Table 2 below reports the estimated coefficients, the standard errors, and the test statistics. The significance at the 1 percent, 5 percent, and 10 percent level is shown with 3 stars, 2 stars, and 1 star, respectively.
Table 2 shows that generational earning elasticity has a positive relationship with inequality, as measured by the Gini coefficient, suggesting that in both lower and higher mobility countries, income inequality has a negative relationship with social mobility. These results are similar to the results of
Corak (
2013), who also found a positive relationship between generational earning elasticity and income inequality. Furthermore, poverty rates for all ages are found to be negatively correlated with the generational earning elasticity, suggesting that when poverty level decrease, intergenerational social mobility increases in both lower and higher mobility countries.
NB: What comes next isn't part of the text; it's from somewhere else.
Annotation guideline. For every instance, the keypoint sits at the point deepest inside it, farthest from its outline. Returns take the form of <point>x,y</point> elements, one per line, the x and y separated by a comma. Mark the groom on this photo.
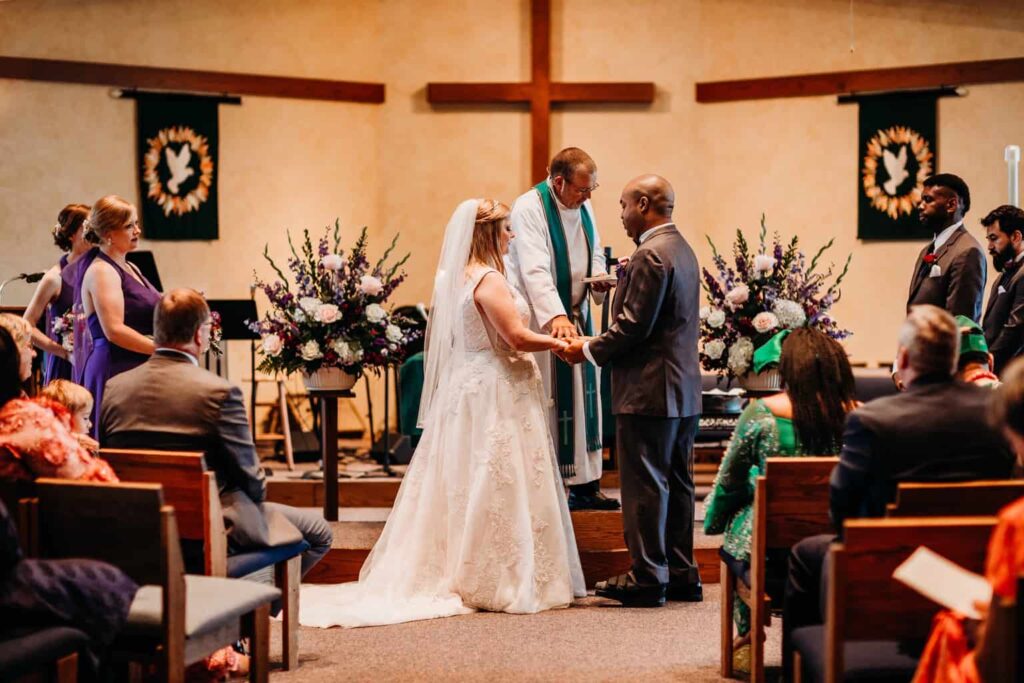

The findings also show that the income of the bottom 10 and bottom 20 households is positively correlated with the generational earning elasticity in lower mobility countries and negatively correlated in the higher mobility countries. More studies are needed to identify the exact pattern of the relationship between the income of the bottom 40 and top 40 households and the generational earning elasticity in both lower and higher mobility countries.
Finally, we visualize the impact of each inequality type on the intergenerational social mobility plot and show how it affects cross-country discrepancies in relative mobility using the K-means clustering.
Figure 4 below exhibits the relationship between inequality and intergenerational social mobility. We plot on the x-axis the global mobility index of each country, and on the y-axis, we plot the Gini coefficient index.
Figure 4 shows that the impact of income inequality, as measured by the Gini coefficient, is more pronounced in countries highlighted in a light blue color than in those highlighted in red. For example, India has the highest level of income inequality and the lowest level of intergenerational social mobility. Therefore, the impact of income inequality on intergenerational social mobility is more pronounced in India than in, for example, the Slovak Republic.
4. Conclusions
This paper is an empirical investigation into the impact of inequalities on intergenerational social mobility. The paper starts with the computation of transition probabilities that distinguish the likelihood that an individual born to parents from the bottom/top quartile will either move to the top/bottom or remain at the same quartile of her/his generation. To the best of our knowledge, this paper is the first to employ Markov Switching regression to compute these probabilities. It was found that there is a higher chance of stagnation in the top and bottom quartiles of the income/wealth distribution and that the likelihood of moving up or down the social ladder is minimal.
In addition, the paper identified two groups of countries with a similar lower/higher mobility. It was found that the hypothesis which stated that high-income countries have a higher relative social mobility does not always hold up in practice. The United States, a high-income country, was found to have a lower social mobility, similar to that of Turkey and South Africa.
Using a Markov Switching regression, this paper found that the poverty rates for all age group were negatively correlated with the generational earning elasticity, suggesting that when poverty decreases, intergenerational social mobility increases in both lower and higher mobility countries. Policies that promote the equality of opportunities at all stages of life are therefore recommended to improve the intergenerational social mobility. These policies might involve increasing public investment in early child education to prevent early school drops, increasing the healthcare support for children born to poor parents, and implementing a progressive tax system that provides more income support for disadvantaged families.